Sidewinding is a type of locomotion unique to snakes, used to move across loose or slippery substrates. It is most often used by the Saharan horned viper, Cerastes cerastes, the Mojave sidewinder rattlesnake, Crotalus cerastes, and the Namib desert sidewinding adder, Bitis peringueyi, to move across loose desert sands, and also by Homalopsine snakes in Southeast Asia to move across tidal mud flats. Any number of caenophidian snakes can be induced to sidewind on smooth surfaces, though the difficulty in getting them to do so and their proficiency at it vary greatly.

The method of movement is derived from lateral undulation, and is very similar, in spite of appearances. A picture of a snake performing lateral undulation would show something like a sine wave, with straight segments of the body having either a positive or negative slope. Sidewinding is accomplished by undulating vertically as well as laterally, with the head tracing out an ellipse in a vertical plane nearly perpendicular to the direction of movement and with all the segments that have a significantly non-zero slope (and alternating segments that have a zero slope) lifted off the ground.

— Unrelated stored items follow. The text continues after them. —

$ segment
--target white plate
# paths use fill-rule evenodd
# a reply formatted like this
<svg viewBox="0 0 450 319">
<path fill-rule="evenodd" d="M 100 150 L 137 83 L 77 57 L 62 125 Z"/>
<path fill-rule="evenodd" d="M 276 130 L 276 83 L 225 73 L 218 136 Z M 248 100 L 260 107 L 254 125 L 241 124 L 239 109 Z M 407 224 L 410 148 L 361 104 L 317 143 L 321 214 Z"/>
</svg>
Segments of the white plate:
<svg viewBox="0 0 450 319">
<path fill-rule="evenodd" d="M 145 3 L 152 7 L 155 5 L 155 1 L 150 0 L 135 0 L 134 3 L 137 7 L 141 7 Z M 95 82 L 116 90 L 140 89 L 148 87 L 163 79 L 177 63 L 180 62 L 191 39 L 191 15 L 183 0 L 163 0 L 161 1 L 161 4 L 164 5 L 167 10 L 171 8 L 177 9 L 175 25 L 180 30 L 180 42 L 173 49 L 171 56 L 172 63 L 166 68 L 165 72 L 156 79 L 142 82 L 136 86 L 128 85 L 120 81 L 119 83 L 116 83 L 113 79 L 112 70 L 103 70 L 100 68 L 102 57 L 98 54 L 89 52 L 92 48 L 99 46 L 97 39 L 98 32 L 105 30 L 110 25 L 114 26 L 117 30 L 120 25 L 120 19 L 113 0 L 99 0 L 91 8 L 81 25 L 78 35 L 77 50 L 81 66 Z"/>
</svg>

The ventral scales of sidewinding snakes are short and have small, microscopic holes in them to reduce friction, as opposed to the more spike-shaped ones of other snakes. These are more prominent in the African horned viper and sand vipers than the American sidewinder, theorised to do with the formers' environments being older by millions of years.

In the resultant movement, the snake's body is always in static (as opposed to sliding) contact when touching the ground. The head seems to be "thrown" forward, and the body follows, being lifted from the prior position and moved forward to lie on the ground ahead of where it was originally. Meanwhile, the head is being thrown forward again. In this way, the snake slowly progresses at an angle, leaving a series of mostly straight, J-shaped tracks. Because the snake's body is in static contact with the ground, without slip, imprints of the belly scales can be seen in the tracks, and each track is almost exactly as long as the snake.

Sidewinder rattlesnakes can use sidewinding to ascend sandy slopes by increasing the portion of the body in contact with the sand to match the reduced yielding force of the inclined sand, allowing them to ascend up to the maximum possible sand slope without slip. Implementing this control scheme in a snakebot capable of sidewinding allowed the robot to replicate the success of the snakes.

A crude animated line-drawing showing the locomotor pattern of sidewinding. The light brown areas are the tracks left behind, and also indicate where the body of the snake touched the ground.

One can determine the line of movement of the snake by drawing a line connecting either the right or left tips of the tracks.